3 Chapter 2: Modelling trends and seasonal patterns
Trend and Seasonality can be the main interests
Need to remove trend and seasonality to determine short-term correlation
For this chapter, assume additivity: \(X_t=m_t+s_t+e_t\) (Refer to Ch.1)
First is to estimate the trend and seasonal variation \(\hat m_t+\hat s_t\), then calculate the residual series \(e_t^*=X_t-\hat m_t-\hat s_t\)

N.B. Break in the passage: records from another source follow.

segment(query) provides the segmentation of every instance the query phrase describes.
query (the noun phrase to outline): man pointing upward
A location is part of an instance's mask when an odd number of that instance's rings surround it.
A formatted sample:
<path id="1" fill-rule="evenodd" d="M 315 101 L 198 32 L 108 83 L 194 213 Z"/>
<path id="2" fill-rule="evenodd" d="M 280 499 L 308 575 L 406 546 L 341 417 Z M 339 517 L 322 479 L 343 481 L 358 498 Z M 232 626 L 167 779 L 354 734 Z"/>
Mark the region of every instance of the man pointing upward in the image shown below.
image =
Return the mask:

3 of the most common methods for modelling trend and seasonality are described here.
3.1 Method 1: Regression
\[m_t+s_t=\beta_0+\beta_1z_{t1}+...+\beta_pz_{tp}\] Cons: OLS estimation assumes observations are independent. Pros: Remove trend to later model the correlation by a stationary time series process
\(z_{tn}\) are often functions of time
3.1.1 Examples
3.1.1.1 Linear trend in time but no seasonal variation:
Trend can be modelled by \(X_t=\beta_0+\beta_1t+e_t\) and using series \(e_t\) to analyze short-term correlation
3.1.1.2 Quadratic trend in time but no seasonal variation:
Trend can be modeled by \(X_t=\beta_0+\beta_1t+\beta_2t^2+e_t\)

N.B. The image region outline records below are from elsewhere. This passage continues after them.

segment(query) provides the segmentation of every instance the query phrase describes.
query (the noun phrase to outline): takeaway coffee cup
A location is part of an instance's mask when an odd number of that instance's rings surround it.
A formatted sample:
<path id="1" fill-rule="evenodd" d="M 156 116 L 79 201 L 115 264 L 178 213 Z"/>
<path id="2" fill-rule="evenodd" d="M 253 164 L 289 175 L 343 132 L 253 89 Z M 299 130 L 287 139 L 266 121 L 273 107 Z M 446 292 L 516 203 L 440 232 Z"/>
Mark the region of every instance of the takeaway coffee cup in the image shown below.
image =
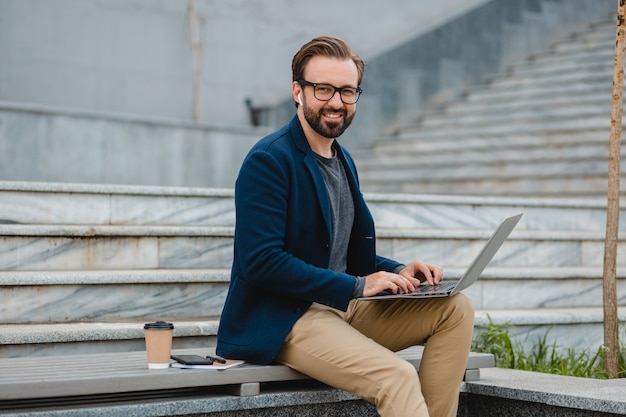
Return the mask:
<path id="1" fill-rule="evenodd" d="M 174 325 L 165 321 L 156 321 L 144 324 L 143 328 L 146 336 L 148 368 L 169 368 Z"/>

3.1.1.3 Seasonal pattern in time and a linear trend with 365 data points:
Trend and Seasonality can be modeled by \(X_t=\beta_0+\beta_1t+\beta_2sin(8\pi t/365)+e_t\)
3.1.2 Other common models
3.1.2.1 Other Covariates
\[m_t=\beta+0+\beta_1\alpha_t\]
3.1.2.2 Polynomials
\[m_t=\beta+0+\beta_1t+\beta_qt^q\] Higher \(q\), more flexible the trend
3.1.2.3 Harmonics
\[s_t=\beta_0+\sum_{i=1}^q\beta_{1i}sin(w_it)+\beta_{2i}cos(w_it)\] Harmonics assume the seasonal pattern has a regular shape, i.e. the height of the peaks is the same as the depth of the troughs.
3.1.2.4 Seasonal Factors
Assuming the seasonal pattern repeats itself every d time points, a less restrictive approach is to model it as:
\[s_{t}=\left\{\begin{array}{cc}0&\mbox{if}~t=1, d+1, 2d+2,\ldots\\ s_{2}&\mbox{if}~t=2, d+2, 2d+2,\ldots\\ \vdots&\vdots\\ s_{d}&\mbox{if}~t=d, 2d, 3d,\ldots\\\end{array}\right.\]

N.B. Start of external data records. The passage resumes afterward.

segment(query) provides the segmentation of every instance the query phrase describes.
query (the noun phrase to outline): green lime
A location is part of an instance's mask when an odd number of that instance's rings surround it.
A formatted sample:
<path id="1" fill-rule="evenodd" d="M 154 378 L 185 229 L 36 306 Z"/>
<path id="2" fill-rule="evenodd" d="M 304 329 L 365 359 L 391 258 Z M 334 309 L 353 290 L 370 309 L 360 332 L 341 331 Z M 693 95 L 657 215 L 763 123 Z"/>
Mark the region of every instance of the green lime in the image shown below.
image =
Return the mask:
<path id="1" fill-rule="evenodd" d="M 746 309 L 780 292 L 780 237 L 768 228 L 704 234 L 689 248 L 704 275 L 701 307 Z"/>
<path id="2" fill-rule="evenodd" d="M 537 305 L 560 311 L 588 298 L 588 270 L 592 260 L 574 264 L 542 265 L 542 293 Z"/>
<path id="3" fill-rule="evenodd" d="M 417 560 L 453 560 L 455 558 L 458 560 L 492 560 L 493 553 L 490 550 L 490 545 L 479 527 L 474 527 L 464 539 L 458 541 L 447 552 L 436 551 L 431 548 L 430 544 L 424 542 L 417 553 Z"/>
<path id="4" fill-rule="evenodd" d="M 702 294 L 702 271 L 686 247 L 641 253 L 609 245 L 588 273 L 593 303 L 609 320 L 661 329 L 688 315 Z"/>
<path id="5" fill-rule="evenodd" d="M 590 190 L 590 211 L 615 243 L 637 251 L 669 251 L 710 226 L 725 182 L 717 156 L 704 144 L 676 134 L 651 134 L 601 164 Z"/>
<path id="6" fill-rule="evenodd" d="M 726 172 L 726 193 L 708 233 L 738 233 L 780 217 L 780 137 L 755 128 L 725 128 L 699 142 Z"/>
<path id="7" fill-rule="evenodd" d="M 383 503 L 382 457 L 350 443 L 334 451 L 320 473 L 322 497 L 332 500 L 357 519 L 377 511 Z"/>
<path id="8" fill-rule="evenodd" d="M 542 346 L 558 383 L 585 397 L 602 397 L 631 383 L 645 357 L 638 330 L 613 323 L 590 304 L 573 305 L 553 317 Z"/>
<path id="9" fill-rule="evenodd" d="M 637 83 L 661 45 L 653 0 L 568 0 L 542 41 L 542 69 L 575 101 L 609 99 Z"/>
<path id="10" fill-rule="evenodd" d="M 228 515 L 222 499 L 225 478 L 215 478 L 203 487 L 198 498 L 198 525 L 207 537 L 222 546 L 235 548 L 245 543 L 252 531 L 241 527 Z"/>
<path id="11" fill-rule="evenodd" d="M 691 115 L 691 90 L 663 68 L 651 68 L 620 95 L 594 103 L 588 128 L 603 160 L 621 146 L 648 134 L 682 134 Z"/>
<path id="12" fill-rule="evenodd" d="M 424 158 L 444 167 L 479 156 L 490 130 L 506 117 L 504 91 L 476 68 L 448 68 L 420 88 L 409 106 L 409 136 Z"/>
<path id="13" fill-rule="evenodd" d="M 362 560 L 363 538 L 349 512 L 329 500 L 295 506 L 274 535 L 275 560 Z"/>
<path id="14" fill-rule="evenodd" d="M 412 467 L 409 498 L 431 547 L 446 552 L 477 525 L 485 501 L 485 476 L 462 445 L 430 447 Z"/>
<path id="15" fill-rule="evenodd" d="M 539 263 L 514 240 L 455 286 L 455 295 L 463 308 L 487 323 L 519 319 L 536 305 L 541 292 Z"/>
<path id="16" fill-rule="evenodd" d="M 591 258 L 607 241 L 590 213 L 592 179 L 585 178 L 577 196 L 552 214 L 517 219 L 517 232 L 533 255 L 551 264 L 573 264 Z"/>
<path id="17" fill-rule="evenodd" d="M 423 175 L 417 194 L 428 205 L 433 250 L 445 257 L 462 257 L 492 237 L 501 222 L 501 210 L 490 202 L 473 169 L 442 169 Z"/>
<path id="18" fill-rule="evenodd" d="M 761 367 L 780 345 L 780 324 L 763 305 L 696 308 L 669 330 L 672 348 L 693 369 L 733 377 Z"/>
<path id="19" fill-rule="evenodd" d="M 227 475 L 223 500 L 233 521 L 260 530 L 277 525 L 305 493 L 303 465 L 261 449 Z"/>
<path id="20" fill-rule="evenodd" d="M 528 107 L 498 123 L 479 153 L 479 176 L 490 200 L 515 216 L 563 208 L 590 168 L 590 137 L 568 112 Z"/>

This model can be fitted by creating \(d - 1\) dummy variables in the design matrix, that contain 1’s and 0’s.
3.1.2.5 Natural cubic splines (More flexible)
\[m_{t}+s_{t}=\beta_{0}+\sum_{i=1}^{q}\beta_{i}B_{i}(t)\]
3.2 Method 2: Moving Average Smoothing
A Moving average smoother estimates the trend and seasonal variation at time t by averaging the current observation and the q either side
\[\hat{m}_{t}+\hat{s}_{t}=\frac{1}{2q+1}\sum_{j=-q}^{q}x_{t-j}\] Note: Shorten length of time series by \(2q\), therefore if the trend is smooth and \(q\) is large, the series shortens significantly.
3.3 Method 3: Differencing
3.3.1 Remove Trends
3.3.1.1 First order difference operator \(\nabla\):
\[\nabla X_{t}=X_{t}-X_{t-1}=(1-B)X_{t}\]
where \(B\) is the Backshift operator defined as \(BX_{t}=X_{t-1}\)
3.3.1.2 General order difference operator \(\nabla^q\)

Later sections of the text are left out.